Saturday, June 13, 2009

Up Late Again

I hate sleepless nights.  I can't sleep for the second consecutive night.  It's so frustrating, because you literally cannot will yourself to sleep.  I seem to be unable to will myself to a lot of things that I wish were the case.  Being in shape, being proactive about my career, being active as a Christian, being disciplined about my diet.  I don't know if I fail more or less often than most people, but sometimes the accumulated failures of my life seem like an enormous mountain.  Why can't I do the things I wish I would do?  

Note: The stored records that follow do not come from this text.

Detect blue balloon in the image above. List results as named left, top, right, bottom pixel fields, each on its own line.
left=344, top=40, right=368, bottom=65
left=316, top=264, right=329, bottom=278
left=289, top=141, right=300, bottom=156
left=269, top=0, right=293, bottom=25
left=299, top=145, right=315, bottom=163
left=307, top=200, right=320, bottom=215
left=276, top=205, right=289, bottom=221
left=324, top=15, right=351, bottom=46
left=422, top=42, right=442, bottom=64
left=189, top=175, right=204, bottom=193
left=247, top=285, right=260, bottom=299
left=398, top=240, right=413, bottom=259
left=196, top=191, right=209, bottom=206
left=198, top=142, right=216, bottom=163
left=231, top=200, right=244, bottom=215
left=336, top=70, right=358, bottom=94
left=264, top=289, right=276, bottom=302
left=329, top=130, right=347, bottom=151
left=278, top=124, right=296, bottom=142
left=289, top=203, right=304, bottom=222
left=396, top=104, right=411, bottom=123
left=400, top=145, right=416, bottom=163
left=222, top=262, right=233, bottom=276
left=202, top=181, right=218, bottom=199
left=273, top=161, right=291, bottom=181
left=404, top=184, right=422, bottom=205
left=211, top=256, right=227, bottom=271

I hate evil.  I suppose that's an alright thing to hate.  I hate the things that cloud my judgment or lead me into temptation or convince me not to try or not to sacrifice or not to be strong.  I so often approach life passively.  I just blindly wait for my next iced coffee or the next sporting event I care about....just growing older, but not growing better.  When I first started this blog, I had hoped that I would use it as something to better myself; as a forum for understanding my life and my goals.  The way I feel tonight is that it's simply an irresponsible and intermittent documentation of my utter failure to truly make progress.  How sad.

The reality is, though, that tonight I'm not depressed.  Just frustrated that I can't sleep, and somewhat discouraged that I have seemingly so many hills to climb and so many holes to climb out of.  Ella and Bryn are so sweet to me and I love having them home tonight after a trip away.   Dear Lord, would you help me to start accomplishing things again?  Will you help me to be able to work, relax and sleep as a man should?  Help me to find the proportions of those things that make sense for my life.  Help me to sleep tonight, and to get to work tomorrow on the things I really care about.  Help me not to be so passive.